I have received many emails and calls on hydrangeas with leaf spots. This leaf spot is called Cercospora, a fungus. It does affect all of the hydrangea species we grow here including smooth, panicle, oakleaf and bigleaf types. I see it more commonly on smooth and bigleaf types of hydrangeas.
The disease usually starts in July and lasts until October. But the good news is the disease is considered an aesthetic problem only. We do not recommend any fungicides to be sprayed. The best way to reduce the occurrence of this leaf spot is to plant hydrangeas in the correct location, which is shade or at least afternoon shade.
Reduce overhead watering, so if you water your hydrangeas try to limit the water to the base of the plant by using soaker or drip hoses. If you have overhead irrigation, try to water early in the morning so the foliage will dry quickly.

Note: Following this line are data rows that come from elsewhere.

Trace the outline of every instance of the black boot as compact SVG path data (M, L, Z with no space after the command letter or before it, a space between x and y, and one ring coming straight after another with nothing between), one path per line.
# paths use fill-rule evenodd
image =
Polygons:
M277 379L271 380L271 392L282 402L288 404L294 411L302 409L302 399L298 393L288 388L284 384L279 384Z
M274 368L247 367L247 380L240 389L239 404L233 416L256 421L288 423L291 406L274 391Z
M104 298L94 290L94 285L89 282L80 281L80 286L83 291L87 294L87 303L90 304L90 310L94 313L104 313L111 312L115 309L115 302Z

Splashing water can also spread the disease. Humidity can also play a role in keeping leaves wet. Don’t we wish we had a cure for that!
This leaf spot disease tends to start on older foliage first and then spread up the plant. Removal of the older leaves can also help reduce the spread. Initial spots are purplish in color, and as the circular spots enlarge they can turn tan or gray in the center.
If you are in the market for a new hydrangea, select a cultivar that is less susceptible to this disease. A few of these include “Blue Bird” and “Forever Pink.”
This fall it is very important to rake up and remove all fallen leaves since the fungus can overwinter in our climate.